No llegué a dormirme pero tenía los ojos cerrados, cuando los abrí me encontré con una absoluta oscuridad. Las lucecitas amarillentas ya no lucían, mientras el tren seguía discurriendo a una velocidad incluso mayor que antes. El rozamiento con las vías sonaba agudo como el punto final de una melodía que no encuentra el fin. Tan sólo el fogonazo de las luces ocasionales del túnel iluminaban el vagón en un flash que hacía correr las sombras buscando cobijo.
Si me obsesionaba dormir o recordar involuntariamente, esa oscuridad me atrapaba como un abrazo asfixiante. Miré dos o tres veces a mis espaldas creyendo escuchar voces o ruidos que se desvanecían al destello de los flases. Comencé a oler el aliento de las sombras como un efluvio a whisky barato. Parecían juguetear y esconderse tras los asientos cuando la luz fugaz les sorprendía; se tambaleaban y oscilaban descolgadas en los asientos, expandidas en los cristales de la ventanillas como posesas de una borrachera cuyo apego era rodearme.

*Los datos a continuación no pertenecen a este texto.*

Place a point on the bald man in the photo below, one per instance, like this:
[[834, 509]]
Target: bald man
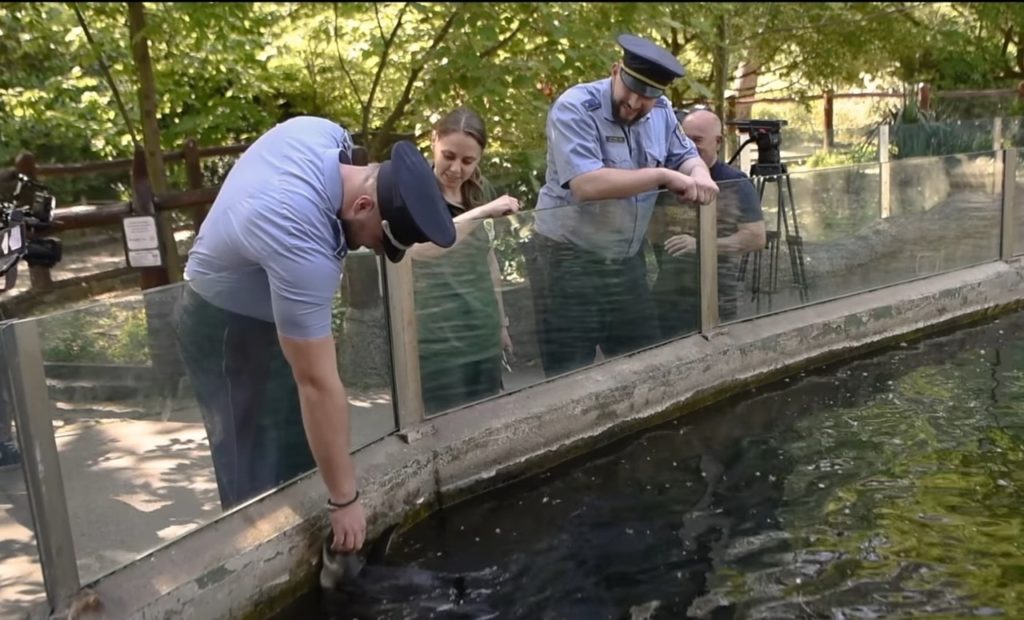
[[740, 230]]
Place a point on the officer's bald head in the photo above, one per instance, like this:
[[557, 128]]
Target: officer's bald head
[[705, 128]]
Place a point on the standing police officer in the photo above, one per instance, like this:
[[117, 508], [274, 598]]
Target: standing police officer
[[254, 319], [611, 145]]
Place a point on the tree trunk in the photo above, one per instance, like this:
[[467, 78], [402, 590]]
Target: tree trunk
[[747, 87], [721, 74], [151, 130]]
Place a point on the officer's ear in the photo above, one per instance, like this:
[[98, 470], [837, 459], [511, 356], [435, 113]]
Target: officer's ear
[[364, 205]]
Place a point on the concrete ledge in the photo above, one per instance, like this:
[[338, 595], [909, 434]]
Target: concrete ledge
[[249, 563]]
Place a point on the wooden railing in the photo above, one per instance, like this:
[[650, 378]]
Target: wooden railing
[[196, 198]]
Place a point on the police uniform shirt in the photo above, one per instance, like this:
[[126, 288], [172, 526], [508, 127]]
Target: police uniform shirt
[[583, 136], [271, 246]]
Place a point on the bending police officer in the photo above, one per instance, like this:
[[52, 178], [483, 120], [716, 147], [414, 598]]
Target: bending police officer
[[254, 320]]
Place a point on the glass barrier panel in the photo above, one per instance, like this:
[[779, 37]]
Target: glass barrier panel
[[1019, 200], [175, 405], [826, 238], [574, 282], [20, 573]]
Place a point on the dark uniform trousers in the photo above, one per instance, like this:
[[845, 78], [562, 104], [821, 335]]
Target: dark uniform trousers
[[583, 300], [247, 396]]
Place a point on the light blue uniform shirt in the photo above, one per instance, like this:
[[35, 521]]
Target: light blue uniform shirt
[[271, 246], [583, 135]]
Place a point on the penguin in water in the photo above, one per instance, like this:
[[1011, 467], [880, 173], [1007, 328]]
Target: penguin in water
[[354, 588]]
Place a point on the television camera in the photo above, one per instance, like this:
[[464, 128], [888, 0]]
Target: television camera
[[26, 212], [769, 168], [768, 136]]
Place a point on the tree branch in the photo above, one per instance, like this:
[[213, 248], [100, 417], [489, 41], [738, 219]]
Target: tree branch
[[388, 43], [341, 60], [406, 98], [503, 42], [377, 14], [107, 73]]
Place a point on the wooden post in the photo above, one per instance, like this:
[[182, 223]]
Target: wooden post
[[885, 173], [39, 277], [163, 348], [1007, 168], [194, 175], [829, 130], [708, 252], [925, 95], [142, 204], [996, 149], [731, 140]]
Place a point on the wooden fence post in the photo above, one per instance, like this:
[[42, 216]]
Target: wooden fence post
[[39, 277], [194, 175], [829, 130], [885, 173], [925, 96], [159, 307]]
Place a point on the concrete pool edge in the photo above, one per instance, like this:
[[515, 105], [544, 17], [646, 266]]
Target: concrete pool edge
[[251, 562]]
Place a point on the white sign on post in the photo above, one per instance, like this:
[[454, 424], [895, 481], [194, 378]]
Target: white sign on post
[[141, 241], [143, 257], [140, 233]]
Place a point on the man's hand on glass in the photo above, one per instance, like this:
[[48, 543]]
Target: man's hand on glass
[[707, 190], [680, 244]]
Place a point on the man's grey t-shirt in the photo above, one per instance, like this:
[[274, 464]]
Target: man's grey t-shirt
[[271, 246]]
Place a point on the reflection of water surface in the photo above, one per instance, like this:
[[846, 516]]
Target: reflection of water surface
[[886, 487]]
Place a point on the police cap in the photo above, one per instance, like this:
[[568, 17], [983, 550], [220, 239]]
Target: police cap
[[413, 209], [647, 68]]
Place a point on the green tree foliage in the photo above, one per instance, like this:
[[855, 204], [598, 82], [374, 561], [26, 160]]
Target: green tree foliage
[[226, 72]]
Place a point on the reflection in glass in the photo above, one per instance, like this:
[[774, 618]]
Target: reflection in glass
[[945, 215], [458, 297], [169, 410], [573, 290], [20, 574], [1018, 176]]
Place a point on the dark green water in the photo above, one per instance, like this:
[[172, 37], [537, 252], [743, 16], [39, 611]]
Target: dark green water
[[890, 487]]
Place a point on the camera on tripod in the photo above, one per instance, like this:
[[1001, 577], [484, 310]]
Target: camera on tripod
[[767, 135], [26, 210]]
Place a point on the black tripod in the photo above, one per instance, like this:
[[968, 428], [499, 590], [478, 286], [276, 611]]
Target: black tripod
[[763, 174]]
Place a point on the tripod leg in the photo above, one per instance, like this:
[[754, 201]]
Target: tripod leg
[[781, 225], [796, 245]]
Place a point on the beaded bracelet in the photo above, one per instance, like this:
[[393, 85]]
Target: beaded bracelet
[[333, 505]]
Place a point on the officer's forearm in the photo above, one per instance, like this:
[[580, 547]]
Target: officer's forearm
[[605, 183], [325, 416]]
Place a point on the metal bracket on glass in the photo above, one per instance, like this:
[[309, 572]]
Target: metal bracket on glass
[[24, 358], [708, 248], [1010, 214]]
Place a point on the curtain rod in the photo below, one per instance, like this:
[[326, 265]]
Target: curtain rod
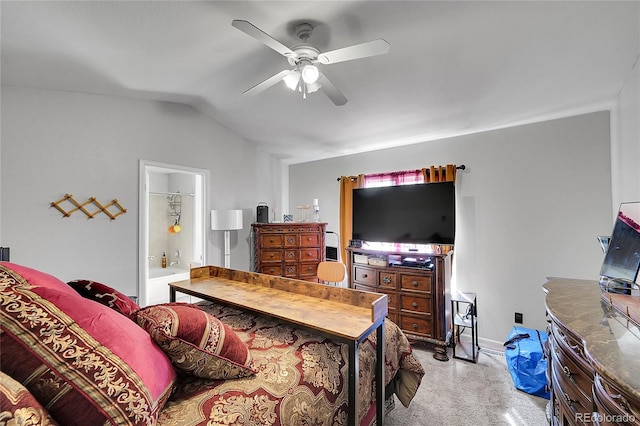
[[460, 167]]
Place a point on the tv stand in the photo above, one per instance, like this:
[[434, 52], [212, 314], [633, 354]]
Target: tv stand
[[418, 288]]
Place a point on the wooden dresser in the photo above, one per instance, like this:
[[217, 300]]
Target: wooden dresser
[[594, 363], [418, 295], [291, 249]]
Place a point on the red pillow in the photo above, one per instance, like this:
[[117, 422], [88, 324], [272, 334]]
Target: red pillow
[[106, 295], [196, 341], [82, 360], [19, 407]]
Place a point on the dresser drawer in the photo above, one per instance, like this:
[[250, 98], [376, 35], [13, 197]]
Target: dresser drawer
[[271, 256], [569, 396], [422, 326], [309, 254], [309, 240], [271, 270], [568, 343], [415, 304], [365, 275], [569, 370], [271, 240], [387, 280], [415, 282], [290, 270], [291, 240], [612, 403], [290, 255]]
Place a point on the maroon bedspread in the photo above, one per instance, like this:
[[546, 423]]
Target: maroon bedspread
[[301, 379]]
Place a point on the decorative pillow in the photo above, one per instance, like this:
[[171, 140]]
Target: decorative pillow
[[19, 407], [106, 295], [82, 360], [196, 341]]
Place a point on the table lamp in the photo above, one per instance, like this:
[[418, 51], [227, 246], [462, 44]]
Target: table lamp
[[226, 220]]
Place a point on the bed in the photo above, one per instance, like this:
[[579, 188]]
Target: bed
[[279, 374]]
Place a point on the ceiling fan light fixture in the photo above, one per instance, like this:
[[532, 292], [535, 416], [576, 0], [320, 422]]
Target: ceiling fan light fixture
[[310, 73]]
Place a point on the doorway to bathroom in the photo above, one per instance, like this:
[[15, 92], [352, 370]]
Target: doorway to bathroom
[[171, 227]]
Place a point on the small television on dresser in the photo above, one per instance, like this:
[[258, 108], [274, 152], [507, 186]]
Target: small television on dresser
[[410, 214], [622, 259]]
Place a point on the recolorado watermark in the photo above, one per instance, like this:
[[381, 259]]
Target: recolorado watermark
[[608, 418]]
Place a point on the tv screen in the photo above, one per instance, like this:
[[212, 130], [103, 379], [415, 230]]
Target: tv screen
[[622, 259], [411, 214]]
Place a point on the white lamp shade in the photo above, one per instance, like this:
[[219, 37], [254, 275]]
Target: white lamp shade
[[226, 220]]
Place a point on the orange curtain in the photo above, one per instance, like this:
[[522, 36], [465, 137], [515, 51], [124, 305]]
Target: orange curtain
[[347, 185], [440, 173]]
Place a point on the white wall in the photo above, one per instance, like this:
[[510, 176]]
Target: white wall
[[625, 147], [530, 205], [55, 143]]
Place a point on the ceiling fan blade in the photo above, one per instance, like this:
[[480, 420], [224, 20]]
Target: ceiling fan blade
[[255, 32], [357, 51], [331, 91], [271, 81]]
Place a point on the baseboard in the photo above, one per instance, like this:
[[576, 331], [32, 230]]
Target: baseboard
[[486, 345]]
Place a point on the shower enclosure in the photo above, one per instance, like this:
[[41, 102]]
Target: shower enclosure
[[172, 224]]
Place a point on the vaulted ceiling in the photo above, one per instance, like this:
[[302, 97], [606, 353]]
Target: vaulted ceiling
[[454, 67]]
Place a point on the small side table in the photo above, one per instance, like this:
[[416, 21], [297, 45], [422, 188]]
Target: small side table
[[464, 315]]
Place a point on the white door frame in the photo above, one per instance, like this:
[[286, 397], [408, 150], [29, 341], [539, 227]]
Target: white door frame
[[201, 206]]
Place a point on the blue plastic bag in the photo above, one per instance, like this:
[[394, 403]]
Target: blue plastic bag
[[527, 361]]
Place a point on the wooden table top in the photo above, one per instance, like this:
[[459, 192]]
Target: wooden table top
[[317, 309]]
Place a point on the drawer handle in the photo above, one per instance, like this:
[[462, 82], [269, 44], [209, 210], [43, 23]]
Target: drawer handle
[[568, 373], [568, 399]]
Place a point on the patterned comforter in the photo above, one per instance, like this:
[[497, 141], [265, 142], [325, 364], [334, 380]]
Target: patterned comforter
[[301, 380]]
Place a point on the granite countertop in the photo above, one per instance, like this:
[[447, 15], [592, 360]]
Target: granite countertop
[[610, 340]]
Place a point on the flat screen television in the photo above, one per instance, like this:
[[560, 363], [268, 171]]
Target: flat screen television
[[411, 214], [622, 259]]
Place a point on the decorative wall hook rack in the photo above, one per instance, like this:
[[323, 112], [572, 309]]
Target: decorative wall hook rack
[[83, 207]]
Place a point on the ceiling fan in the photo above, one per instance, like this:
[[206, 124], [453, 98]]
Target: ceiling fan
[[305, 77]]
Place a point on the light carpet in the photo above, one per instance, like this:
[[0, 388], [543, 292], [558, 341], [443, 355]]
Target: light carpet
[[459, 393]]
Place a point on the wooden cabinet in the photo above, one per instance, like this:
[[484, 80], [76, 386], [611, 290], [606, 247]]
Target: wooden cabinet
[[594, 357], [289, 249], [418, 292]]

Me levanté del asiento y comencé a recorrer el vagón sujetándome a los pasamanos. ¿Tan largo era el túnel? Según caminaba sentía los pasos ligeros de alguien tan volátil como nocturno e intangible. Escuchaba risas o llantos o maldiciones que salían de una garganta que se confundía con el lamento de las ruedas del tren.
Sudaba copiosamente jadeando, cuando recorridos los vagones, absolutamente vacíos, llegué a la cabecera del tren, a la cabina del conductor. Llamé varias veces, al comienzo con mesura, luego con ansiedad, desenfrenado, aterrorizado por algo que sólo eran sombras asustadizas a la luz pasajera.
La intensidad de mi llamada hizo descorrerse la puerta de conducción. Nadie conducía, sólo sombras atrincheradas entre cristales tintados. A lo lejos se vislumbraba una lucecilla que colgaba a los costados del túnel y que pasaba rauda hasta otra nueva que pendía en el horizonte negro. No había mandos ni ordenador ni teléfono ni ruta que clarificara la marcha alocada del tren. Un asiento cómodo, giratorio, con respaldo abatible y reposabrazos anchos se anclaba en el centro de la cabina como único objeto.
Tras cerrar la puerta, me dejé caer sobre el asiento. Vigilé la negrura esperando el chispazo alterno de las lucecitas mientras oía cómo llamaban a la puerta de la cabina cada vez más insistentemente.